L’ultima “bravata” risale a gennaio: dopo l’assalto a Capitol Hill, hanno sollevato polemiche le parole di Lana del Rey che, in un’intervista alla radio, ha affermato che secondo lei Trump non sapeva di stare incitando una rivolta. Anche qui, infallibilmente, una mezza insurrezione ha convinto Lana a intervenire via social per spiegare meglio il suo pensiero: “Trump è così gravemente compromesso che potrebbe non sapere cosa stava facendo a causa della sua significativa mancanza di empatia.”

Spiace per gli haters: è da quando l’hanno vista fidanzarsi con un ufficiale di polizia che aspettano l’occasione per costringerla a confessarsi republican.

La verità è che Lana vuole fare arte, non politica – o almeno, non è disposta a farsi coinvolgere nella seconda a scapito della prima.
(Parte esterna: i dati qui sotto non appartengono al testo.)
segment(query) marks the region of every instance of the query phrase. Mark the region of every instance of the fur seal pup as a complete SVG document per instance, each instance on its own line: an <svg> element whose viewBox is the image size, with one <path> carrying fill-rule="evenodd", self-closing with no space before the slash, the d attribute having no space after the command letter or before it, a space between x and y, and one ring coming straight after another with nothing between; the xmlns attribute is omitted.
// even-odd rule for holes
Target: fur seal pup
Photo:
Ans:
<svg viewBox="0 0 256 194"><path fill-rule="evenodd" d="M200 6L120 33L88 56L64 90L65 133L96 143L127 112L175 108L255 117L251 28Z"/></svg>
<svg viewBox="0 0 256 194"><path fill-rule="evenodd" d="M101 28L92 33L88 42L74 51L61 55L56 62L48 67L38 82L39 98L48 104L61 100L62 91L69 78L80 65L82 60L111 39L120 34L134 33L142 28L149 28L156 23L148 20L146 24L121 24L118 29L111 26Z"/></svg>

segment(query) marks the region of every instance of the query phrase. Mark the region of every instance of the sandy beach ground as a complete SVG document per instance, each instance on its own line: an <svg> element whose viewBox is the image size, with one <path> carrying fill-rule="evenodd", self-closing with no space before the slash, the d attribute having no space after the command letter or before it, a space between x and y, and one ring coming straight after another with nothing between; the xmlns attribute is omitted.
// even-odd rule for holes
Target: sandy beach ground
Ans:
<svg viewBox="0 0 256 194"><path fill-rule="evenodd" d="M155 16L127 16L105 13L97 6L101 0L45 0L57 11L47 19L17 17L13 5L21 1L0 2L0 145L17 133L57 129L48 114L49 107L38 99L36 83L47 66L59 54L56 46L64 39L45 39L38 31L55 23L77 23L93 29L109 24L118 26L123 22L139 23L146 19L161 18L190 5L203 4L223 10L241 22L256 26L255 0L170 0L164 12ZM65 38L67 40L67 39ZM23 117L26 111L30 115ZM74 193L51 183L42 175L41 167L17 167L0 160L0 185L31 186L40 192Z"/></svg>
Lana del Rey è un’artista da capo a piedi, dalle unghie al midollo, e da ben prima che ci si inventasse una regola culturale secondo la quale gli artisti di successo dovrebbero farsi rappresentanti politici dei propri fans e non, pena la scomunica.

L’artista, si potrebbe sostenere, è giusto il contrario del politico, perché è l’apoteosi dell’individuo. L’artista deve poter essere libero e più umano di noi, non meno; ciò implica che gli sia permesso di rivelare anche l’oscurità, le ambiguità, i difetti degli esseri umani, che curiosamente oggi sembrano meglio accetti in Parlamento che su un palco, o nel testo di una canzone.

Personalmente non ritengo Lana del Rey esente da difetti, anzi. Potrei enumerarveli: è una pessima performer, la sua poesia (l’anno scorso è uscita la sua prima raccolta Violet Bent Backwards Over the Grass) non è minimamente all’altezza della sua produzione musicale, ed in generale diventa poco relatable quando vira sul religioso (tutta colpa di una laurea in metafisica all’università dei gesuiti di New York). Altri ne disprezzerebbero l’aspetto fisico: i segni evidenti della chirurgia estetica, la corporatura normale, non “fit”, senza le curve perfette che tutte le star rincorrono.

Ma i difetti di un artista sono un valore aggiunto. Fanno parte del suo messaggio, danno credibilità al suo racconto.

E’ intelligente e coraggioso da parte di Lana il tentativo di sottrarsi alle polarizzazioni del proprio tempo, di restituire senza semplificazioni la complessità del reale, rifiutandosi di disconoscere le ambiguità del proprio vissuto.

E’ ora di aggiornare i vostri stereotipi su Lana del Rey, dicevo in apertura; ma, solo se ve la sentite, è a maggior ragione venuto il momento di metterli da parte e concedervi un assaggio della sua arte.

Proprio domani, 19 marzo, guarda caso esce Chemtrails Over The Country Club, il suo settimo album in studio.

Questo articolo ha umilmente tentato di liberarvi dai pregiudizi che più o meno consapevolmente nutrivate nei suoi confronti.

Adesso, come direbbe Lana, si lasci parlare la musica.